Tech&droit - Blockchain
21/09/2018
Le Parlement européen vient de se saisir d’un véhicule législatif pour proposer un cadre de régulation pour certaines ICOs. En l’occurrence, le projet de règlement sur le crowdfunding. Explications.
Dans le cadre de son plan d’action pour les Fintechs, la Commission européenne avait proposé de réglementer les plateformes de crowdfunding (v. Fintech : le plan d’action de la Commission européenne dévoilé, Actualités du droit, 9 mars 2018), sans envisager, à cette époque, de réguler les initial coin offerings (ICOs), une méthode de levée de fonds en essor constant. Rappelons que « le montant total des levées de fonds par ICO dans le monde a représenté entre 4 et 6 milliards de dollars en 2017 » (Landau J.-P., Les cryptomonnaies, Rapport au ministre de l’Économie et des Finances, 4 juill. 2018, p. 31).
 
Dès 2017, l’Autorité européenne des marchés financiers s’inquiétait des risques soulevés par ces ICO, liés à la fois à leur forte volatilité et à l’absence de réglementation (v. notamment, AEMF, 13 nov. 2017, ICO risks for investors and firms). Elle s’était également dite préoccupée par les risques de blanchiment d’argent.
 
Sur ce dernier point, précisons que la 5directive européenne anti-blanchiment a étendu l’arsenal européen de lutte contre le blanchiment et le financement du terrorisme aux monnaies virtuelles (Dir. n° 2018/843 UE, 30 mai 2018, JOUE , n° L 156/43, 19 juin 2018), texte en attente transposition en droit français (v. sur ce point ICO : les points qui pourraient évoluer en séance, Actualités du droit, 12 sept. 2018).

Cette directive définit ces actifs immatériels comme des « représentations numériques d’une valeur qui ne sont émises ou garanties ni par une banque centrale ni par une autorité publique, qui ne sont pas nécessairement liées non plus à une monnaie établie légalement et qui ne possèdent pas le statut juridique de monnaie ou d’argent, mais qui sont acceptées comme moyen d’échange par des personnes physiques ou morales et qui peuvent être transférées, stockées et échangées par voie électronique » (Dir. n° 2018/843 UE, 30 mai 2018, art. 1). Un texte qui avait marqué une première étape dans le projet de la Commission européenne de poser un cadre de régulation pour les cryptoactifs.
 
Vers une régulation européenne des ICOs ?
Une deuxième étape sera-t-elle bientôt franchie ? C’est en tout cas le souhait de la commission des affaires économiques et monétaires du Parlement européen (ECON), qui a proposé, dans le cadre de la proposition de règlement sur le crowdfunding (Commission européenne, proposition de règlement, 8 mars 2018), de réguler certaines ICOs.
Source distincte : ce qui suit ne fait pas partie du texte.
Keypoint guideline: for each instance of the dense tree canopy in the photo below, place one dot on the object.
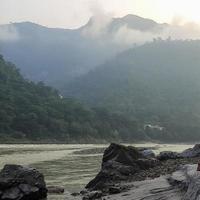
(31, 111)
(157, 83)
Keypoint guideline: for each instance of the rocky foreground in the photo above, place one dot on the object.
(131, 173)
(126, 173)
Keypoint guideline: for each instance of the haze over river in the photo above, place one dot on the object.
(70, 166)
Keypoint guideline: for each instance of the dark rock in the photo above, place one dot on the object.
(93, 195)
(21, 183)
(12, 193)
(119, 164)
(75, 194)
(148, 153)
(82, 192)
(122, 154)
(192, 152)
(166, 155)
(55, 190)
(114, 190)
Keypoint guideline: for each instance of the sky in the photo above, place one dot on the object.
(75, 13)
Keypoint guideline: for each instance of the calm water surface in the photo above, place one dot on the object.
(71, 166)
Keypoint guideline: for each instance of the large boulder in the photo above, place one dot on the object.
(118, 164)
(166, 155)
(21, 183)
(192, 152)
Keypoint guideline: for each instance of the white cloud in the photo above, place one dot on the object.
(8, 33)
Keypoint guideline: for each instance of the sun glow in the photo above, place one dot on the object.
(185, 9)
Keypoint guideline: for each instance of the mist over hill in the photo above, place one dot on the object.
(56, 56)
(157, 83)
(33, 112)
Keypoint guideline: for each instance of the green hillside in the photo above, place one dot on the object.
(35, 112)
(157, 83)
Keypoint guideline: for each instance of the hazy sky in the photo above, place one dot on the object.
(74, 13)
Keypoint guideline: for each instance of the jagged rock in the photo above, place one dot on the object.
(166, 155)
(21, 183)
(192, 152)
(148, 153)
(114, 190)
(55, 190)
(118, 164)
(93, 195)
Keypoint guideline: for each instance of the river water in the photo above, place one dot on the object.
(70, 166)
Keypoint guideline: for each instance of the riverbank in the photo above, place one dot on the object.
(123, 166)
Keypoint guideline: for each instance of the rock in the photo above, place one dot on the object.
(114, 190)
(21, 183)
(55, 190)
(121, 154)
(148, 153)
(166, 155)
(192, 152)
(93, 195)
(119, 164)
(75, 194)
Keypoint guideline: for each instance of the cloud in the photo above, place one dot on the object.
(8, 33)
(98, 23)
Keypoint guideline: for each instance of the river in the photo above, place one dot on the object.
(70, 166)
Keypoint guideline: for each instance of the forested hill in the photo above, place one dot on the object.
(35, 112)
(157, 83)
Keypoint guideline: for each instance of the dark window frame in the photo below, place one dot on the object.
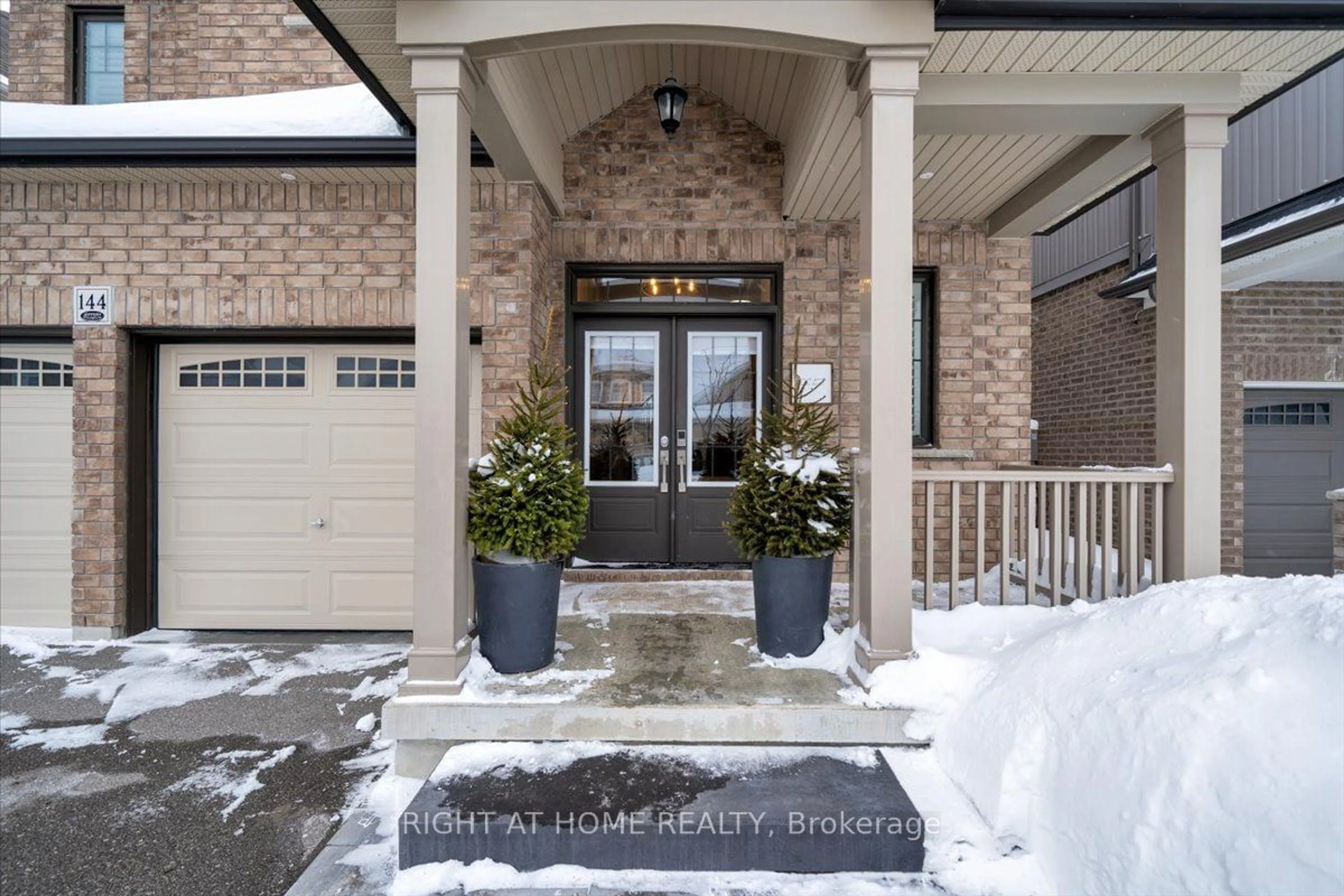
(924, 437)
(80, 16)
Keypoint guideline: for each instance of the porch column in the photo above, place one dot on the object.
(444, 84)
(882, 555)
(1189, 152)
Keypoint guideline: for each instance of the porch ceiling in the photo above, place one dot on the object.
(806, 101)
(303, 175)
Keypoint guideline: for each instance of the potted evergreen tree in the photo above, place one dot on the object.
(526, 511)
(790, 515)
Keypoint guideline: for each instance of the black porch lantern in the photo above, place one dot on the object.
(671, 103)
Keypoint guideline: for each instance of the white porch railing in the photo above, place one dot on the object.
(1068, 532)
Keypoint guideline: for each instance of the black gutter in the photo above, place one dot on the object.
(334, 37)
(1324, 219)
(1136, 15)
(217, 152)
(1134, 179)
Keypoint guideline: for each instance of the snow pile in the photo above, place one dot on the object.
(834, 656)
(324, 112)
(159, 676)
(806, 467)
(65, 738)
(1183, 741)
(234, 774)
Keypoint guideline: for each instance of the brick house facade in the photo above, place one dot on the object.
(178, 50)
(218, 256)
(1094, 373)
(330, 253)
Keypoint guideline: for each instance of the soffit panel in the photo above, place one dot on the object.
(316, 175)
(803, 100)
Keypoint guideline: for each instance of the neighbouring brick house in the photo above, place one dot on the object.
(1283, 332)
(257, 432)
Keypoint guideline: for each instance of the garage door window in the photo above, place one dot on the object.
(277, 371)
(366, 371)
(1295, 414)
(29, 373)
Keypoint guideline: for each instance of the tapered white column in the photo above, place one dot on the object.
(882, 556)
(445, 85)
(1189, 154)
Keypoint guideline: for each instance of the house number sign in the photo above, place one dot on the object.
(94, 306)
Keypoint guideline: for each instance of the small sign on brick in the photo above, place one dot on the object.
(94, 306)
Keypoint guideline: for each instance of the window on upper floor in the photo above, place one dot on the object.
(100, 56)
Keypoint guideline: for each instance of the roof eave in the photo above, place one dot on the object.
(216, 152)
(1136, 284)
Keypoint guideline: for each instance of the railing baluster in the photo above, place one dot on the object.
(1042, 531)
(929, 496)
(980, 540)
(1108, 531)
(1134, 547)
(955, 566)
(1057, 543)
(1143, 531)
(1006, 548)
(1083, 562)
(1033, 545)
(1064, 518)
(1158, 532)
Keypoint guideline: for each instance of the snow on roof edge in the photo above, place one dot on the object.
(349, 111)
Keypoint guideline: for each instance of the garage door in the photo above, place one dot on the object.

Concrètement, les prestataires de services de crowdfunding devraient être autorisés à lever des fonds par l'intermédiaire de leurs plateformes en utilisant des cryptoactifs.
 
Par quatre amendements rendus publics le 10 août dernier (Parlement européen, commission des affaires économiques et monétaires, 10 août 2018), les députés de cette commission ont ainsi proposé de poser d’autres briques d’une régulation des ICOs.
 
Voici les quatre amendements :
  • Amendement n° 6 : « (15a) In order to allow for a competitive Union framework, crowdfunding service providers should be permitted to raise capital through their platforms using certain cryptocurrencies. Initial Coin Offerings (ICOs) offer new and innovative ways of funding but can also generate substantial market, fraud and cyber security risks to investors.
Therefore, crowdfunding service providers that wish to offer an ICO through their platform, should comply with specific additional requirements under this Regulation. However, private placements, ICOs raising in excess of EUR 8 000 000 or ICOs that do not use a counterparty do not fall within the scope of those requirements »
  • Amendement n° 31 : « (da) crowdfunding service providers that facilitate the raising of capital through their platforms via Initial Coin Offerings (ICO) that issue tokens that do not use a counterparty »
 
  • Amendement n° 36 : « (iib) the facilitation of offerings where the service provider acts as an intermediary between an entity issuing tokens via an ICO using a counterparty and investors »
 
  • Amendement n° 43 : « (lb) Initial Coin Offering or ICO’ means raising funds from the public in a dematerialised way using coins or tokens that are put for sale for a limited time by a business or an individual in exchange for fiat or virtual currencies »
Une définition des ICOs est ainsi esquissée à l’amendement 43 : il s’agit d’une « levée de fonds auprès du public de manière dématérialisée à l'aide de monnaie ou de jetons mis en vente pour une durée limitée par une entreprise ou un particulier en échange de monnaie fiduciaire ou virtuelle ».
 
Un premier pas qui n’ambitionne cependant pas de réguler l’ensemble du secteur : « Whilst this regulation may not provide the solution for regulating the ICO market, it takes a much-needed step towards imposing standards and protections in place for what is an excellent funding stream for tech start-ups » (Parlement européen, commission des affaires économiques et monétaires, 10 août 2018, p. 80).  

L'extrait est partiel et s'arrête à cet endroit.